Guest Post: “We Are Not Alone” by David Nekimken
We Are Not Alone
Today, Prison Culture features another piece from “Now Is The Time To Respond: A Toolkit for Community Conversation and Creative Writing” created by Neighborhood Writing Alliance (NWA) and the Project on Civic Reflection. This toolkit was designed to support community conversations and written reflection with adults as part of Now Is The Time, a Chicago initiative inspiring young people to make positive change in their communities and stop youth violence and intolerance. We invite you to download the full toolkit which will be released on the NWA Every Person is a Philosopher blog on September 27.
NWA is a community-based writing nonprofit in Chicago committed to creating and continuing conversation around neighborhood issues including violence, oppression, and social injustice. NWA exists to provoke dialogue, build community, and promote change by creating opportunities for adults in Chicago’s underserved neighborhoods to write, publish, and perform works about their lives. In neighborhoods throughout the city in public libraries and community centers, adults meet in weekly workshops to write and share stories about their lives. Today we share a piece by NWA writer David Nekimken who writes with the Hall Branch Library writing workshop in Hyde Park.
We hope you’ll join David and other NWA writers as they read their work from “The Open Gate: JOT Writers’ Visions of Freedom and Liberation,” the Spring 2012 issue of JOT on Thursday, September 27 at the Pritzker Auditorium in the Harold Washington Library Center (400 S. State St., Chicago, IL). Print copies of the “Now Is The Time To Respond” toolkit will also be available at this event.
We Are Not Alone
by David NekimkenOriginally published in the Fall 2011 Journal of Ordinary Thought, published by the Neighborhood Writing Alliance
I
Gunshots shatter the night
Bleeding youth
Wailing ambulances
Death by gang symbol
Death by street boundary
Death by mistaken identity
Death by stray bullet
Shards of life dreams
Sobbing mothers
Despairing fathers
Avenging siblings
Daily occurrences as
Dead-end everydays
Police intervention
(Often too little too late too insensitive)
Youth ERs and funerals
An all-too grisly picture
Chicago youth violence
Black and Latino youth violence
Splattered across the evening news
Splashed in Chicago newspaper headlinesII
Community leaders
Youth leaders
Saying “NO” to violence
Saying “YES” to
Self-empowerment
A voice for their stories
Acts of positive contributions
Becoming their own role models
Youth taking control of their lives
Their communities
Alternatives to gangs
Intervening to
Save lives
Build bridges
Start community enterprises
Transformation in the communities
Starting from one youth
One step forward
Banding together
To forge a powerful force for change
And youth living out their dreams
Questions for Community Conversation:
- What do the scenes in the first half of the poem suggest about the various neighborhoods in Chicago? Are they familiar or unfamiliar to you?

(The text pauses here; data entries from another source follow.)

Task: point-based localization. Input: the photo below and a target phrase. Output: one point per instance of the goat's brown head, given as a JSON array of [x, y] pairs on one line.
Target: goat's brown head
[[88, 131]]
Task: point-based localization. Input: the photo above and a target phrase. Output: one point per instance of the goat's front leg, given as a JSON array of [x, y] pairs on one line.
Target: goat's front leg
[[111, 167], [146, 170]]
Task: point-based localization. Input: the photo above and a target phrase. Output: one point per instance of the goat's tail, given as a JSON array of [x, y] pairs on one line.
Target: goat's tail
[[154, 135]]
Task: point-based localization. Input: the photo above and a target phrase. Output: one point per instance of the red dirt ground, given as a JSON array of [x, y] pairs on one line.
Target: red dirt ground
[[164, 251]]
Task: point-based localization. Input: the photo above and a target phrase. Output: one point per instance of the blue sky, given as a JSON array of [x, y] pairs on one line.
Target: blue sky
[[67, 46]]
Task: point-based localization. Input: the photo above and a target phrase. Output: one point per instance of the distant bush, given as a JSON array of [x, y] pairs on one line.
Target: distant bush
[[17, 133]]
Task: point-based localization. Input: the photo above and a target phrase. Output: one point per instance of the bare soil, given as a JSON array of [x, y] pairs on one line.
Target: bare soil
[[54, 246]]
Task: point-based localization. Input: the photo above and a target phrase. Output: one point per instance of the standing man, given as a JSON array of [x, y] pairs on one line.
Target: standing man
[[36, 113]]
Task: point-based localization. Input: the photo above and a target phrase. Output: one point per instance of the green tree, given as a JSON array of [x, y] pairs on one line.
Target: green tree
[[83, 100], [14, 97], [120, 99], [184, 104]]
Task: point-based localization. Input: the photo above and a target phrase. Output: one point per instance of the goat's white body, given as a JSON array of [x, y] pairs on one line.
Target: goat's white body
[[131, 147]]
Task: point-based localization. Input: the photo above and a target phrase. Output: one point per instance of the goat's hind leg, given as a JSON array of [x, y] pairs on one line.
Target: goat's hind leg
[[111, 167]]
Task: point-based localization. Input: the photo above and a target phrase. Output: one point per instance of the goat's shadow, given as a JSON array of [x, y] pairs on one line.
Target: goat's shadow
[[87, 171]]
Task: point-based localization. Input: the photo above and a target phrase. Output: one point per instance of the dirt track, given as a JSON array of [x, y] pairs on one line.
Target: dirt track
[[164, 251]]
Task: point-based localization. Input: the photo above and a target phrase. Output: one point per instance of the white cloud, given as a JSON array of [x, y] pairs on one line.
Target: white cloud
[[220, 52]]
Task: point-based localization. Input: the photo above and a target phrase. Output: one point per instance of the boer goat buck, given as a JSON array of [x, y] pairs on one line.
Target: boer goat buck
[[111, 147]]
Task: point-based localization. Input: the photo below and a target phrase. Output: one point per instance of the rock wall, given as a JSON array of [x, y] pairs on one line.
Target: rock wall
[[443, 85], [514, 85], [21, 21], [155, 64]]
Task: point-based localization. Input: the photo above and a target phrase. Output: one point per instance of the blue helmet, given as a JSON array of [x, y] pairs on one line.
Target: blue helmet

- Have you witnessed anything described in the first half of the poem in your own neighborhood? What about the second half of the poem?
- Do you think it is possible to create “transformation in the communities?” What would this transformation look like? What kind of resources or changes would it require?
Creative Writing Prompts:
- Write your own “now and future” about your neighborhood. In Part I., describe the scenes and details about what you think needs to change. In Part II., describe your vision for change, including details about events that might take place as part of the change. Talk about the sights, sounds, smells, and emotions associated with now and the future.
- Write about a moment in your neighborhood when you felt most free. What was it about that event/ time/ activity that gave you such a sense of freedom? What were you free from, and what were you free to do?